The role of journalism
Other publishers have argued against launching dedicated fact check divisions as fact checking is, and has always been, the role of journalism anyway. Private Eye editor Ian Hislop called it “one of the basics of journalism”, snubbing the idea that it would have to ramp up its investment in fact-checking in response to the proliferation of fake news.
Broughton called out such ideals as the failure of established media, where often brands “sit back and do nothing” rather than innovate as a business.
“Often the conclusion of discussion points is we don't need to do anything, but carrying on as usual will not work. While I do think the principles of fact checking have to run through everything in journalism, certain times call for certain initiatives.
“I don’t think there is any harm in news ideas, I think our industry could do with encouragement to innovate,” he said.
Facebook has good news too
The spread of fake news has roots in social media, a platform for any voice, authentic or not, to publish content. Where many in media have called out the likes of Facebook for diminishing the value of news and having irresponsible editorial practices, including executives from Channel 4 and News UK, Broughton believes recoiling from the platform is counterintuitive.
“There is a danger in the media that people see fake news on Facebook and recoil from it. My reaction is to say there are readers who are news hungry on Facebook, let’s give them some quality news that they want and will share. No one consumes fake news deliberately, people want the truth.”
“Facebook are getting a rough ride, seen as the land of fake news. It is also the land of a lot of good news,” he added.
It’s in his interest to support Facebook, as a digital-only publisher. With no newspaper to fall back on, it has no choice but to work with the social networks to access their unmatchable reach. But Broughton believes that ridding the Independent from the shackles of print puts it in a unique position to tackle fake news, since it has the combination of “the respect of an established brand” and the flexibility to “move to new platforms on digital”.

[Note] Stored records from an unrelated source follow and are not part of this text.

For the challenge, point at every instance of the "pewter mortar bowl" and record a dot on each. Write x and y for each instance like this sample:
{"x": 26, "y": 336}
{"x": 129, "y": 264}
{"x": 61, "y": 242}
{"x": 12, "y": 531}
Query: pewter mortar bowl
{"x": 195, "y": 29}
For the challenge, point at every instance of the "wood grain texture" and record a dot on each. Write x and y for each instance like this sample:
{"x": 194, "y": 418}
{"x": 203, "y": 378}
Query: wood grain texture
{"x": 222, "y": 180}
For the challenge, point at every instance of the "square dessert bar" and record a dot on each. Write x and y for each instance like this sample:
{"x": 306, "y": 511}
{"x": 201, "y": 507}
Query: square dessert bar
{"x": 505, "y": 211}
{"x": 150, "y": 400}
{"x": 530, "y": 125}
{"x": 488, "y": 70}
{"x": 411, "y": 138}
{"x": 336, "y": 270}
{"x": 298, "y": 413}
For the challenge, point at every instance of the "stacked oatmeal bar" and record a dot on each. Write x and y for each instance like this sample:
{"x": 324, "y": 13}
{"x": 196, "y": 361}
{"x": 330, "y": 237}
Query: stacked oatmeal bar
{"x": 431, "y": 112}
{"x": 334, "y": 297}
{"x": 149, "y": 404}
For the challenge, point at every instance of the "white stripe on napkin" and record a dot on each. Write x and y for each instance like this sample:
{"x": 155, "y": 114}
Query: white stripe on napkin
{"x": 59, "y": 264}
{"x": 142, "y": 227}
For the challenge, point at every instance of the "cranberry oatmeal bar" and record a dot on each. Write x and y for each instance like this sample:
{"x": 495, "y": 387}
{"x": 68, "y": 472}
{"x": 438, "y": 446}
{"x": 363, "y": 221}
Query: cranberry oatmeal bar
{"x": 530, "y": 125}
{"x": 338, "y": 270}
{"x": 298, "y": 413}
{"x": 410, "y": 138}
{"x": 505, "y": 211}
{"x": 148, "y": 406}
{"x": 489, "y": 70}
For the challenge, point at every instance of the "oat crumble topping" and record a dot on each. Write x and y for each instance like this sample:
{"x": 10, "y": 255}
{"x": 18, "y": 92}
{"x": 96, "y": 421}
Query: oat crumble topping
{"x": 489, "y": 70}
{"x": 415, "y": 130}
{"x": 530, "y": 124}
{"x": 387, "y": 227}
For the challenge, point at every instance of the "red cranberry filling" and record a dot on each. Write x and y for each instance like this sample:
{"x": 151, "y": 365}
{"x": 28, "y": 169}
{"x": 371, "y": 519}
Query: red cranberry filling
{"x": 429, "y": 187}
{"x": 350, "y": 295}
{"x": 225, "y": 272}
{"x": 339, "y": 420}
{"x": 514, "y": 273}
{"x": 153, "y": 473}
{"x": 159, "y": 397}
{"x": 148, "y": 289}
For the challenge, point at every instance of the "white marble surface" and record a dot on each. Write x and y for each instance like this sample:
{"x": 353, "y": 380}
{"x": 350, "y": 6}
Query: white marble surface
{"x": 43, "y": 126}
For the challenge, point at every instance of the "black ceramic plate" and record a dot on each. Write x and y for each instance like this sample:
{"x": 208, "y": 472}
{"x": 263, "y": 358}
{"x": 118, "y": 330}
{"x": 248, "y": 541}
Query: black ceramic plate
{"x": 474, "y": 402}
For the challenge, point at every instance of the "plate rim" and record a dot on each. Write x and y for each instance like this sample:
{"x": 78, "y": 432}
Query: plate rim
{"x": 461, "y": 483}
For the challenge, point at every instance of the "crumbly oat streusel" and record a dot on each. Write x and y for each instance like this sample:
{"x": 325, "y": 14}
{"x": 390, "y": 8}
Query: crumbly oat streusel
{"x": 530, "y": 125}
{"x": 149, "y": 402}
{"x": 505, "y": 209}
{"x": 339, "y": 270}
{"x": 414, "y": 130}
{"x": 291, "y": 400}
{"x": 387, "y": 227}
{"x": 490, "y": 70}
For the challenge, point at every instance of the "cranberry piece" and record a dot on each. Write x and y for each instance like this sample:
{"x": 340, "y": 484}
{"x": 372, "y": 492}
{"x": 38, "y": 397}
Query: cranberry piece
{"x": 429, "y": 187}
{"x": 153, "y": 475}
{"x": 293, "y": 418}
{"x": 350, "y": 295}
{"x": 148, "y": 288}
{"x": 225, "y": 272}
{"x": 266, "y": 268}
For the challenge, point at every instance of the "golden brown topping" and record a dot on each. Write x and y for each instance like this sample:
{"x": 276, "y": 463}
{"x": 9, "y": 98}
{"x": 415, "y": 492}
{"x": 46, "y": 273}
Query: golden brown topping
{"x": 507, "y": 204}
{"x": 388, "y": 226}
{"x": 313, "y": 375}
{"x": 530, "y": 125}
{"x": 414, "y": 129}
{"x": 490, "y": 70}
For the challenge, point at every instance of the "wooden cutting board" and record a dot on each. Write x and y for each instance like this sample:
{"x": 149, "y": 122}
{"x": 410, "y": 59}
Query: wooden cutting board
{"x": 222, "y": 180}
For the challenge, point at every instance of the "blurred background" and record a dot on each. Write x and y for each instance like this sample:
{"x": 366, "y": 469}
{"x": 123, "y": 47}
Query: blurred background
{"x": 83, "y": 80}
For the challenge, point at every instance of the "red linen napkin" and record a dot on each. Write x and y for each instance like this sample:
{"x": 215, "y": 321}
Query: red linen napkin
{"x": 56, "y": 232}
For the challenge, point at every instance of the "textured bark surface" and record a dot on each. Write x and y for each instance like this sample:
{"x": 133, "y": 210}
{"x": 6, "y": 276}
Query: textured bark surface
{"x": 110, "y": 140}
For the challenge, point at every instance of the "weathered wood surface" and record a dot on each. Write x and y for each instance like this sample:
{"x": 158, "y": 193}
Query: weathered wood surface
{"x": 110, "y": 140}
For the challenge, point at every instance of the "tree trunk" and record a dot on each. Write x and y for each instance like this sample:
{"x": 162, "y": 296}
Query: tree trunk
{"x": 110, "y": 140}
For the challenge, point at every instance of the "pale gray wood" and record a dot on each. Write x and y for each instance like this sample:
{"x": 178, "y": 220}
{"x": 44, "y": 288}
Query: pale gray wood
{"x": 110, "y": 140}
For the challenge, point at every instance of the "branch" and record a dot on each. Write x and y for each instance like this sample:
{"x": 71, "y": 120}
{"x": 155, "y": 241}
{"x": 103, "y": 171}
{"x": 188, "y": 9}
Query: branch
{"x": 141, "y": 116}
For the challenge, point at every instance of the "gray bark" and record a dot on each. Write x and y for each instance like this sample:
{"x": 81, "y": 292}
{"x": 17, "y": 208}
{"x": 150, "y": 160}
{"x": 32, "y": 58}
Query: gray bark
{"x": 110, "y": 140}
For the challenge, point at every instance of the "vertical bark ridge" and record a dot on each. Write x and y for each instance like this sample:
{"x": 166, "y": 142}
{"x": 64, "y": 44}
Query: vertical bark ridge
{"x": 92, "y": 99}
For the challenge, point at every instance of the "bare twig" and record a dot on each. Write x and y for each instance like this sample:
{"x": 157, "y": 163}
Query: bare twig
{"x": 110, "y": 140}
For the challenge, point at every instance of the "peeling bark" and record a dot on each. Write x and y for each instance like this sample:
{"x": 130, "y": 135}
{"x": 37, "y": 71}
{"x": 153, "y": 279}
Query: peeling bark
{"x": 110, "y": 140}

“Having print in the equation inevitably leads you to make certain decisions, inevitably there is an element of compromise. You have to make decisions that work well for two different things. Look at the style of the quality pure play versus some of the established legacy brands, there is a difference within those styles and I think we combine the best of both,” he said.
InFact will have its own channels on Facebook and Twitter, and will be calling on social media users to flag any stories they perceive as fake for the Independent to investigate. Since fake news has varying definitions and degrees, Broughton said the focus is on “grievous levels of spin”, rather than well-intentioned journalist slips.
When Broughton talks of InFact, it is often as an example of how the publisher is being innovative as a business. But when an initiative is monetised and used for commercial gain, does it become a business transaction rather than an altruistic tool? Are the two mutually exclusive? Perhaps not.
“If this is something that gets the established, factual media noticed, if it crystallizes them, that is a good thing right now,” Broughton resolves.